DNS delegation benefits‍

Using DNS delegation can provide a number of advantages to a DNS administrator and the organization as a whole:

• Improved performance: By delegating a portion of your DNS namespace to a different set of DNS servers, you can improve performance by reducing the load on your primary DNS servers.
• Simplified DNS management: DNS delegation can simplify DNS management by allowing different teams or locations to manage their own DNS configurations.
• Integration with third-party services: DNS delegation allows you to integrate with third-party services, such as content delivery networks (CDNs), cloud-based email services, or tracking services, that require you to delegate DNS management for a portion of your DNS namespace to their own DNS servers.

DNS delegation applications‍

The various benefits of DNS delegation described above apply to many uses of DNS. However, they dictate a number of situations where DNS delegation can be especially useful. 

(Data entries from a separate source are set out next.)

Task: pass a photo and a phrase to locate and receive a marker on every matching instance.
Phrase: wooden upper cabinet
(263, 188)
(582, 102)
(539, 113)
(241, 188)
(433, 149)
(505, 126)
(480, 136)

Common DNS delegation applications include situations where the following are needed:

• Distribution of responsibility: You have multiple departments or subsidiaries and need to delegate responsibility for DNS management to different teams or locations.
• Subdomain specialization: You want to create a subdomain for a website or web application that requires separate DNS management or would benefit from it.
• Performance enhancement: You want to take advantage of load distribution and geographic distribution to optimize DNS query responses. By delegating subzones to different DNS servers, organizations can efficiently distribute query load. In addition, strategically delegating to DNS servers in different geographic locations ensures that users receive faster DNS responses by connecting to the servers closest to their location. By incorporating these techniques, organizations can enhance performance, optimize resource utilization, and provide a faster and more efficient DNS resolution experience for their users. 
• Subdomain outsourcing: You may need to use a subdomain for a specific purpose that involves external management. For example, many organizations create a separate subdomain specifically for email marketing purposes and delegate it to a specialized email service company that handles the technical aspects of email authentication and sender reputation.

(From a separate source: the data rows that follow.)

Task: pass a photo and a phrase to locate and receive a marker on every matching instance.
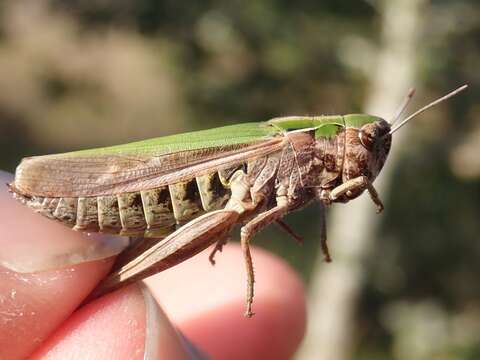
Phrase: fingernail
(162, 340)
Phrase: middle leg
(246, 233)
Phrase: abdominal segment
(148, 213)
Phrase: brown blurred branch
(335, 287)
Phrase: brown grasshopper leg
(323, 236)
(218, 248)
(247, 232)
(358, 183)
(179, 246)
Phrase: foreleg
(247, 232)
(357, 184)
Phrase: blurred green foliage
(87, 73)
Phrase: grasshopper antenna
(432, 104)
(402, 106)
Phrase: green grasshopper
(177, 195)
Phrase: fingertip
(125, 324)
(207, 303)
(35, 304)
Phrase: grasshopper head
(366, 147)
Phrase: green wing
(226, 136)
(145, 164)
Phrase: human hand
(40, 318)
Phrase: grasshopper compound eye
(366, 139)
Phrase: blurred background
(403, 284)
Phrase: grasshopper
(177, 195)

{{banner-24="/design/banners"}}

Understanding zones and subzones

DNS organizes authoritative information into units called zones. A zone is essentially a portion of the DNS namespace for which a particular DNS server is authoritative. Each zone contains a set of resource records that define the DNS information for that zone.

Zones are distributed to both primary (main) and secondary (backup) name servers, which respond with authoritative answers for those zones. The purpose of distributing zones to multiple servers is to ensure redundancy and availability in case one or more servers become unavailable.

There are two types of zones: forward-mapping and reverse-mapping. Forward-mapping zones are used to map hostnames to IP addresses, while reverse-mapping zones are used to map IP addresses to hostnames. Both types of zones include the same basic set of information:

• Zone name
• Start Of Authority (SOA) record
• NameServer (NS) records
• Other resource records (optional)

The image below shows an example of a BIND format forward mapping zone.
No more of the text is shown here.